Dito Montiel's autobiographical drama is a potent, if sometimes awkward adaptation of his 2003 memoir.
A Guide to Recognizing Your Saints chronicles a tough neighborhood in Astoria, Queens, about 15 minutes from midtown Manhattan. There's a tumultuous relationship between a son and his father, as well as gang wars, and witnessing a best friend imprisoned for murder.
While the real Montiel got into the club scene, became a lead vocalist and a Calvin Klein model, his interpretation has him narrating as a successful author (Robert Downey, Jr.).
From California he is prodded by his mother, a keen Dianne Wiest, to make things right with his estranged and very sick father (Chazz Palminteri). The interim becomes the crux of the picture in flashbacking to what made Dito head to the west coast.

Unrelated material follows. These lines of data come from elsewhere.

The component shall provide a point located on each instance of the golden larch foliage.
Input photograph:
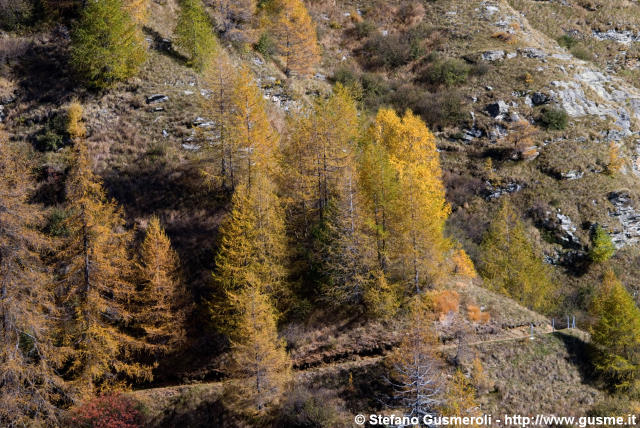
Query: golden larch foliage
(96, 283)
(162, 296)
(415, 368)
(296, 37)
(259, 359)
(75, 125)
(460, 398)
(616, 333)
(252, 251)
(463, 266)
(28, 382)
(475, 314)
(445, 302)
(420, 209)
(252, 134)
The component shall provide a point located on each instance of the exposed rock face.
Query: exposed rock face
(614, 99)
(492, 55)
(498, 110)
(532, 53)
(538, 98)
(157, 98)
(560, 226)
(629, 218)
(624, 37)
(496, 192)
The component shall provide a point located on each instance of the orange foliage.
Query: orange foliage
(463, 264)
(475, 314)
(505, 37)
(446, 301)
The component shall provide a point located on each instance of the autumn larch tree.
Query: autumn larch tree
(602, 247)
(323, 198)
(415, 366)
(511, 265)
(95, 284)
(460, 397)
(296, 37)
(252, 251)
(419, 209)
(318, 150)
(616, 333)
(253, 137)
(259, 359)
(194, 33)
(161, 296)
(380, 188)
(235, 13)
(106, 44)
(29, 386)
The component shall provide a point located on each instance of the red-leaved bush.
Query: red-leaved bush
(107, 411)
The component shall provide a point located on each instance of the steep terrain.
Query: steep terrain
(145, 143)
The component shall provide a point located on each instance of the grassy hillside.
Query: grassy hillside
(525, 99)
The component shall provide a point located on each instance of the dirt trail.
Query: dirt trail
(357, 361)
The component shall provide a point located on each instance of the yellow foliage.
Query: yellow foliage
(159, 312)
(259, 358)
(475, 314)
(138, 10)
(419, 209)
(463, 264)
(96, 279)
(295, 37)
(445, 302)
(75, 126)
(615, 162)
(460, 398)
(505, 37)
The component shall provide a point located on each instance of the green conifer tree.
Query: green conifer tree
(194, 33)
(602, 247)
(106, 44)
(510, 265)
(616, 333)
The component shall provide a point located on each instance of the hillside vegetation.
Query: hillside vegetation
(287, 212)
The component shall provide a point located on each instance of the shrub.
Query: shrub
(566, 41)
(56, 223)
(448, 72)
(266, 46)
(505, 37)
(445, 301)
(441, 109)
(582, 53)
(311, 408)
(110, 410)
(364, 29)
(390, 51)
(75, 128)
(194, 33)
(14, 13)
(98, 54)
(602, 247)
(554, 118)
(475, 314)
(463, 264)
(54, 134)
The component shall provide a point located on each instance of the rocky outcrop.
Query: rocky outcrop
(624, 37)
(629, 230)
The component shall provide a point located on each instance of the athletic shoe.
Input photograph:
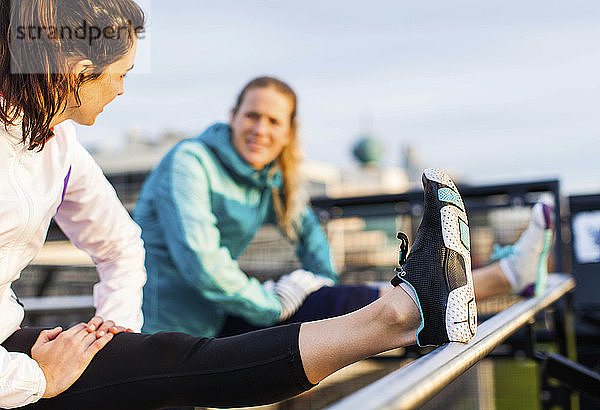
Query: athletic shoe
(526, 263)
(438, 268)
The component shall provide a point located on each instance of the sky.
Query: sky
(494, 91)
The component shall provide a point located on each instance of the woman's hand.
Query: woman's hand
(63, 356)
(98, 325)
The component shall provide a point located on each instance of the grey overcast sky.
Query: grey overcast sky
(496, 91)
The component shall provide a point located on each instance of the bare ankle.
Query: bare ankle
(399, 310)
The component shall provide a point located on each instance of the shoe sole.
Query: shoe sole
(461, 309)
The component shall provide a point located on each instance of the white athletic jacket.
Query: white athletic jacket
(61, 182)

The dramatization into the past is often dark and harsh showing the rather unpleasant ways of Dito and his friends that may remind some of other gritty pictures like Bully and Kids from Larry Clark.
Screenwriter Montiel puts out plenty of material in much less than two hours, besides the fractured relationship with a proud, lost father, wonderfully done against mafioso type by Palmanteri.
Shia LaBeouf (The Greatest Game Ever Played) gives his all as the young Dito from 1986 and has sharp moments with Melonie Diaz, his Puerto Rican girlfriend, Laurie.
The change from Montiel's real life ultimately shows how Saints is unconvincingly bookended with Downey a tad too old to pull off the present Dito. As the older Antonio, Eric Roberts is an interesting choice, to say the least, to be Antonio, Dito's incarcerated best friend. But, more charisma comes from Channing Tatum (Step Up) as the young, rather slick Antonio. And, Rosario Dawson (Rent) isn't given enough time to register as the older Laurie, who has become a single mom.
Montiel's first effort behind the camera holds much promise as the production utilizes a lively 80's pop soundtrack, though maybe this adaptation could have been more vibrant had it been more faithful to the source.